Foundation work finished in December 2010 and crews are currently building out the reinforced concrete superstructure, with topping out slated for July, says Michael Doring, project director for Turner International. Other current tasks include MEP coordination, structural steel fabrication for the cantilever truss systems and completion of a guest-room mock-up. The building will be enclosed by October and the facade erected by December, he adds. Doring says the building will employ nearly 70,000 cu yd of concrete, 9,500 tons of rebar and 2,300 tons of structural steel.

Turner’s New York office played a big role in developing the guest-room mock-up, a task aimed at establishing quality standards for the interior finishes and an installation model for MEP services, Doring says. “Our N.Y.C. office did a 3D model of the mock-up room for clash detection and general coordination,” he adds. “The model is also being used to show proposed MEP revisions of the mock-up based on Marriott and Bitexco review comments.”

In addition, teams led by Zapata’s Montalto and LERA’s Seokkwon Jang, a senior associate on the structural design, are also based in New York and handled many key tasks from the Big Apple. A big part of their focus was the cantilever frame design. Its complexity prompted Zapata to bring on LERA to work on the plan to merge the steel trusses of the main cantilevers into the reinforced concrete frame, he adds.

“This is a very unique and rare use of cantilevers,” LERA’s Jang says.

Varied Truss Structures

Each truss structure is unique, jutting certain floors out over the building edge at varying lengths and in distinct shapes and sizes. For instance, the 180-ft-long northern truss will hold guest rooms, with about 90 ft cantilevered and 90 ft of a back span that connects to the concrete superstructure. The truss will be more than 10 ft at its deepest point.

Dimensions for the “swimming pool” cantilever frame differ, in part, because it uses parallel twin trusses roughly 5 ft apart. One cantilevered portion of this section extends nearly 70 ft while the other stretches about 26 ft, though they have identical back spans of about 78 ft.

The southern truss is a two-level system, with one branch above the seventh floor and the other below the fifth floor to support a cantilever frame that holds about 14 guest rooms on the fifth and sixth floors, Jang says. That southern cantilevered portion reaches as far as 131 ft. The “western” cantilever frame is made of reinforced concrete, extending about 50 ft, with another 60 ft of back span.

Jang says one common element is that the main truss chords use very heavy steel wide flanges or reinforced plates.

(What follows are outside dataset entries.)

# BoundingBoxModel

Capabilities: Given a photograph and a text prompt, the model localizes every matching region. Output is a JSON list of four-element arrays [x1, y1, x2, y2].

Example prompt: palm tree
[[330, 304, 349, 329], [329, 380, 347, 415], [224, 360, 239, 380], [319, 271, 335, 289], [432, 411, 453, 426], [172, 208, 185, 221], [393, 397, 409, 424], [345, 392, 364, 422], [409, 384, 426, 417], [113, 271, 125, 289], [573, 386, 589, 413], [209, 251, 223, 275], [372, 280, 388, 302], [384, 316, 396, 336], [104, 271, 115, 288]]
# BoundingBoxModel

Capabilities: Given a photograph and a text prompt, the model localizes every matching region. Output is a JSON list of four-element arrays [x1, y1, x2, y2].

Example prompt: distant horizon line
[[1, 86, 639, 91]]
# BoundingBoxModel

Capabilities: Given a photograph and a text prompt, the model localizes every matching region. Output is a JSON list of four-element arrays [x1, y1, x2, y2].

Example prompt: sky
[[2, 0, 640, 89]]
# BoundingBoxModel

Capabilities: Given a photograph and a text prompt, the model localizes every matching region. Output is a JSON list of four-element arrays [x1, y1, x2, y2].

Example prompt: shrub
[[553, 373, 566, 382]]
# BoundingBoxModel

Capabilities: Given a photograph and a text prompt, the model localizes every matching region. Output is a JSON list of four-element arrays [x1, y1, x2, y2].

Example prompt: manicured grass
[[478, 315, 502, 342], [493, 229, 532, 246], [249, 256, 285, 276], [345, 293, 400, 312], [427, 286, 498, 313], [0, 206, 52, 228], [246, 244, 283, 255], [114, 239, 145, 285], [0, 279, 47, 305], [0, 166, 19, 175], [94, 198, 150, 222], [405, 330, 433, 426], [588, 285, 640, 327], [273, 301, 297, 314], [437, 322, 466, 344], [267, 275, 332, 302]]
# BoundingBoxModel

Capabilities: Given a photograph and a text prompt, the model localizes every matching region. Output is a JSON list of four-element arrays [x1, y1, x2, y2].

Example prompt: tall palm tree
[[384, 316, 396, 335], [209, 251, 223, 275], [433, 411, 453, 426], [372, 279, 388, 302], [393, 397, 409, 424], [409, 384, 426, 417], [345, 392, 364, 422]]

Another unifying structural theme is the building’s outward slope, with cantilever frames stretching each floor out about 4 ft from the one below it. At the top, the eighth floor is about 26 ft off of the building base.

Doring expects the project’s truss work, which begins in May, to be very challenging as “detailed construction sequences and stringent quality control are required to control deflections and distribute loads properly.”